The rain stopped, and the wind died down. The sky began to lighten as the clouds dissipated, and there was no more sound of thunder or flash of lightning. The day began to break back in, sunlight streaming down on them.
Quentin shifted, running towards Lydia and grabbing her up into his arms, as she fell to the ground. She was pale and lifeless, her eyes closed and her lips dry. She sagged in his arms, her head lolling to rest against his chest. When he gripped her hand, she made no acknowledgment of it, and when he called her name, she didn’t flinch.
“Lydia,” Quentin whispered, rocking her back and forth. “Lydia!” He searched his mind for some glimpse that would show him the future, so that he would know that she would open her eyes again and look up into his, but nothing appeared. Everything was blank, and he felt helpless. He sat down and laid her across his lap, performing CPR to force air into her lungs. He had to be careful not to hurt her with his strength, but he was so desperate to see her breathe, that it was difficult to restrain himself.
“Lydia, please,” Quentin whispered, over and over again. “God, look at me. Please.”
“Quentin?” It was Jack’s voice. “Uh—Quentin?”
Quentin ignored him, continuing to perform CPR.
“Quentin!”
Quentin whipped his head around towards Jack, furious. “Shut the hell up! She’s not breathing!”
But as he shouted at Jack, he saw what Jack was staring at. Whitney’s corpse still lay on the ground, but above it was a shimmering curtain, like the one that Quentin had first seen in the apartment that Lydia had rented. Had it just been the curtain, he would have ignored it, uninterested in portals, while Lydia was in his arms, not breathing. But Whitney came walking out of the curtain, live and in the flesh. She narrowed her eyes at Quentin, and for a moment, he stared at her, stunned.
Then it all began to click together for him. Whitney could create portals between this world and the other world she had created, but of course, she was the ultimate portal as the creator. When she’d died in this world, the portal had opened and brought in the version of her that remained in the other world.

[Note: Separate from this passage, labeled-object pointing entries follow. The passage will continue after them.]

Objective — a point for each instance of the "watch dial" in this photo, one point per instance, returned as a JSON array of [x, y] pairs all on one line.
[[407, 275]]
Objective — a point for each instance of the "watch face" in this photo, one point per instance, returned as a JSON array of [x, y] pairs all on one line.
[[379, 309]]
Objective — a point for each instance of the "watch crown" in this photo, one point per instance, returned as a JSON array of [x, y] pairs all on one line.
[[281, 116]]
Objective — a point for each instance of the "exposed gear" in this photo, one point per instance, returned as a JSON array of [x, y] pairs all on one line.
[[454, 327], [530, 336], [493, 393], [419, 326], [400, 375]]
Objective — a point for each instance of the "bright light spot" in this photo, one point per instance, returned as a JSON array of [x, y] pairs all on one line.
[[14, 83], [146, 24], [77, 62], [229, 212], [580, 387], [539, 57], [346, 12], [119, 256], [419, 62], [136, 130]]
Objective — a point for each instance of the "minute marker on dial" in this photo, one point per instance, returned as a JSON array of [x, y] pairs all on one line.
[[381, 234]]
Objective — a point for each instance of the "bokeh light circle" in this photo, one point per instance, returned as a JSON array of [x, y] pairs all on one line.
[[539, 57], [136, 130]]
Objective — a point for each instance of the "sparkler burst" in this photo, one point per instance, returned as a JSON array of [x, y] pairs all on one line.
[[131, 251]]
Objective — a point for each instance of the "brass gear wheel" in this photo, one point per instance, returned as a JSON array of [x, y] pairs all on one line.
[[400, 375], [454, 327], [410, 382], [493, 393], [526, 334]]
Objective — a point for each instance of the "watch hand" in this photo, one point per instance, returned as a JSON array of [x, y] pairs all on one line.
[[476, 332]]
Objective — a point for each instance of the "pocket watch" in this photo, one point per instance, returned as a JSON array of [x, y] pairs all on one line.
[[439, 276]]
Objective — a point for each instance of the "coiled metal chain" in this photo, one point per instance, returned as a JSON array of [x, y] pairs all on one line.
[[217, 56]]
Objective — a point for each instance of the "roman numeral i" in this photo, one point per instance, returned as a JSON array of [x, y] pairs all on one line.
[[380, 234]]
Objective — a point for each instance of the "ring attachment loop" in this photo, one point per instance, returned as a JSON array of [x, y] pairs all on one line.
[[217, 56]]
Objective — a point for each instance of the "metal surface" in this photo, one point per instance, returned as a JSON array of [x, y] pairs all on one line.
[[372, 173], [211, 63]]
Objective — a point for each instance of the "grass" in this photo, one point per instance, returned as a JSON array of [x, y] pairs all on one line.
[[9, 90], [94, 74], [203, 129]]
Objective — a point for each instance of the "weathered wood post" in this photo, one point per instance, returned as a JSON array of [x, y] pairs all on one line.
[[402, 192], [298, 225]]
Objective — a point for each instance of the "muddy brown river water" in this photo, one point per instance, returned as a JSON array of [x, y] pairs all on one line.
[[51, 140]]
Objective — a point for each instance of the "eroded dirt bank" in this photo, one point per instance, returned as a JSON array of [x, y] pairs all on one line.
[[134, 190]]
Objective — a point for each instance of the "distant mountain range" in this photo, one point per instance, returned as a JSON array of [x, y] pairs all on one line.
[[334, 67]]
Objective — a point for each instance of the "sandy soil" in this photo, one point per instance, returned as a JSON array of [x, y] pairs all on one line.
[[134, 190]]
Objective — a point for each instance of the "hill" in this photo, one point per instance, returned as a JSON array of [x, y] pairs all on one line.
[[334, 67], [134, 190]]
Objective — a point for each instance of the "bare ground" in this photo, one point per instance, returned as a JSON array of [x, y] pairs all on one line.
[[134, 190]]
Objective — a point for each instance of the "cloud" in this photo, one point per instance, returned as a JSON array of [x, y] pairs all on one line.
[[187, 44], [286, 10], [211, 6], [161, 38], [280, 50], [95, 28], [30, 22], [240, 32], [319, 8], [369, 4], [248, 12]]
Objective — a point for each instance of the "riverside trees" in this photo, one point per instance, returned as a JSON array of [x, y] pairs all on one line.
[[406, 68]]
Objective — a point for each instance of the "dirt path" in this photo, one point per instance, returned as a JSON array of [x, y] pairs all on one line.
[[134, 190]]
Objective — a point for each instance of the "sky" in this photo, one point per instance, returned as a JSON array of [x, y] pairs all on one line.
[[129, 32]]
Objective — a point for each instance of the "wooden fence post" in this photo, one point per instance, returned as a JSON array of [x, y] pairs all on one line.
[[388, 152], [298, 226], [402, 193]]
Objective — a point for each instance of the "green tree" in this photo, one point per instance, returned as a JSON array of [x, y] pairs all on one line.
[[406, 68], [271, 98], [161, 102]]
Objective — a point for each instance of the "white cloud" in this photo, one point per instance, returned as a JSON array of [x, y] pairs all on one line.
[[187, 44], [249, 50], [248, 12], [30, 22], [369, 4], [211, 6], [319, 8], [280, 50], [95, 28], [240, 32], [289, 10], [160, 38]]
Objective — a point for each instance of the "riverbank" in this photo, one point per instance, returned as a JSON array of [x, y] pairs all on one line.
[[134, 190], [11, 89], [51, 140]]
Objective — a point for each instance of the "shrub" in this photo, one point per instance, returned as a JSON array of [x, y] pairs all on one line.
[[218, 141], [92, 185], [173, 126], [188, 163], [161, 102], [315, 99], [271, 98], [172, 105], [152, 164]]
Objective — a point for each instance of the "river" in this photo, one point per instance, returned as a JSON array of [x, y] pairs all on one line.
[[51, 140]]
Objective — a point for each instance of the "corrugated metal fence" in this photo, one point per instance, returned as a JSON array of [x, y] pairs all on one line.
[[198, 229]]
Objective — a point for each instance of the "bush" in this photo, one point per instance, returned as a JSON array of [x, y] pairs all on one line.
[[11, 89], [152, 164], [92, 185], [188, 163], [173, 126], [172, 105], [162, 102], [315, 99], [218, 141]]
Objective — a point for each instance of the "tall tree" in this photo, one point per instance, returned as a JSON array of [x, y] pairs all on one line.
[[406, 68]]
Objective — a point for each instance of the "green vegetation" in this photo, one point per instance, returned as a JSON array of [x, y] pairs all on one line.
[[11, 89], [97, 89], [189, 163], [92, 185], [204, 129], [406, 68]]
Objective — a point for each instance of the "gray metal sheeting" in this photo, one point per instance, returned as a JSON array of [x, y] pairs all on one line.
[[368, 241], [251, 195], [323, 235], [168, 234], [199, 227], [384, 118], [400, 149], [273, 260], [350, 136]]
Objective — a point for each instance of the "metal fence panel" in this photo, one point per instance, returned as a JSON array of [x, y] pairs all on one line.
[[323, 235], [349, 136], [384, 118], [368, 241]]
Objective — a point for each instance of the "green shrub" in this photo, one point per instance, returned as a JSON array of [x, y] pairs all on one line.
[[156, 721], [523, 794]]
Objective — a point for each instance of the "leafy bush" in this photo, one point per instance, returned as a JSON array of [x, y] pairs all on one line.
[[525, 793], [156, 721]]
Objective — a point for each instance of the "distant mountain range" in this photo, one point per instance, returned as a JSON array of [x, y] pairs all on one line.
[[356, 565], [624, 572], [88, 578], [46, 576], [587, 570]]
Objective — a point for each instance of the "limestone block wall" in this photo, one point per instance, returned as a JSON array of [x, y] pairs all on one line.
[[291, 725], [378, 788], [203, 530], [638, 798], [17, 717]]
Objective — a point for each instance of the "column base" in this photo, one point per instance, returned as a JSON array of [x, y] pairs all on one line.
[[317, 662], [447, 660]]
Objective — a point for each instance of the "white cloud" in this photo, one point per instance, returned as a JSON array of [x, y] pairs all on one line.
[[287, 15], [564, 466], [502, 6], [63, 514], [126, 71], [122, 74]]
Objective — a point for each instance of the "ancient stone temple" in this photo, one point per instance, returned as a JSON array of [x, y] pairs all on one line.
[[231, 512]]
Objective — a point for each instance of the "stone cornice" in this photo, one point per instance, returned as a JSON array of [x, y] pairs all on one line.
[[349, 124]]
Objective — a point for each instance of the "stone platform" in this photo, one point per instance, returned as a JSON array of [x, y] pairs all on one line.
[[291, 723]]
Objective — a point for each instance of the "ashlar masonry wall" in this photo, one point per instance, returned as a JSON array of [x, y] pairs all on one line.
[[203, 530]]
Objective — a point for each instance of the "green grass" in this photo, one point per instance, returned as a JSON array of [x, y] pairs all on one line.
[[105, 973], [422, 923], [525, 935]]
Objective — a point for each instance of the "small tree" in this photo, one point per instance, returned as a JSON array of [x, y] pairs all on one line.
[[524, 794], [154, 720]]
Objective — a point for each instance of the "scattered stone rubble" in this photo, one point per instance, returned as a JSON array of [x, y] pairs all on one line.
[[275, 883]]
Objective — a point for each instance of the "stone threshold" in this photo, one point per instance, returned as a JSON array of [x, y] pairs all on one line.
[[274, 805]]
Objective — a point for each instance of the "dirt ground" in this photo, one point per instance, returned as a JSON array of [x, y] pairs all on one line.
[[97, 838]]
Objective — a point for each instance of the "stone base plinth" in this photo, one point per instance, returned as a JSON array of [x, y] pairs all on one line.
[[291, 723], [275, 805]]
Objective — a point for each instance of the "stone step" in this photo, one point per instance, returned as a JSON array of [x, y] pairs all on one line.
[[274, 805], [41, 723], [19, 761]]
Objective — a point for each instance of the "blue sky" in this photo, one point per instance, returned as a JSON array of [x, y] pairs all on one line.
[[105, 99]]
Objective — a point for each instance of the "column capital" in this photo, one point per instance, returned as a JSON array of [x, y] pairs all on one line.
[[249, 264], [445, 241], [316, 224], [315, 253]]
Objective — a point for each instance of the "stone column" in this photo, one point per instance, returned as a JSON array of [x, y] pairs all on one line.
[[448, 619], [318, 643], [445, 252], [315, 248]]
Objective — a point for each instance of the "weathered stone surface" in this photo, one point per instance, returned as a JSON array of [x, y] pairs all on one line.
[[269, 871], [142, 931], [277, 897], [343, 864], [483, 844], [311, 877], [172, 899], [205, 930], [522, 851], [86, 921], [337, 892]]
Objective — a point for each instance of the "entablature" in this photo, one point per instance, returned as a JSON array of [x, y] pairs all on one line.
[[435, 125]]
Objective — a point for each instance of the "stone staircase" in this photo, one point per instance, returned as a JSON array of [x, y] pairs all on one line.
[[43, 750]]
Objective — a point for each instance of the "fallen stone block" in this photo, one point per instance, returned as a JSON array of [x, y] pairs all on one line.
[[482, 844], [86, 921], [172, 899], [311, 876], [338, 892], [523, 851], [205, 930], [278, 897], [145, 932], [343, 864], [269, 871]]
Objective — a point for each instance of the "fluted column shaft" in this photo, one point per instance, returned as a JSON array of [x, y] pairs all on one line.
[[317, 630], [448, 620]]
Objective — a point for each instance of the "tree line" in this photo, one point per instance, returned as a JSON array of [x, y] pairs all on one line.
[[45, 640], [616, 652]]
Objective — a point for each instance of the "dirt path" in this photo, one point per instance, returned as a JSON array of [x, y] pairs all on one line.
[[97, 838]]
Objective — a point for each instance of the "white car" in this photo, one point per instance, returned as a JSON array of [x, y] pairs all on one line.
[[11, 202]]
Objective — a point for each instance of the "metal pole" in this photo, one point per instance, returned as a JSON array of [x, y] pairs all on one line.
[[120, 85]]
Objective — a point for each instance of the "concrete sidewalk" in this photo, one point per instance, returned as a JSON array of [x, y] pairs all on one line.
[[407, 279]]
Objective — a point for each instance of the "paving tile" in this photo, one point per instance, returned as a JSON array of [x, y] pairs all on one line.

And from the look in her eyes, this version of Whitney was every bit as determined to kill him as the first one was.
Quentin turned his back on Whitney, looking down into Lydia’s face. Her eyes were still closed, her skin still pale, and her lips were still parted, with no air passing through them. Frantically, Quentin compressed her chest, trying to force air inside of her lungs with the few remaining seconds he had before Whitney was upon him.
“Come on!” Quentin yelled, using both hands to press down on Lydia’s chest. He covered her mouth with his, breathing air into her. She didn’t respond. He did it again. She still didn’t respond.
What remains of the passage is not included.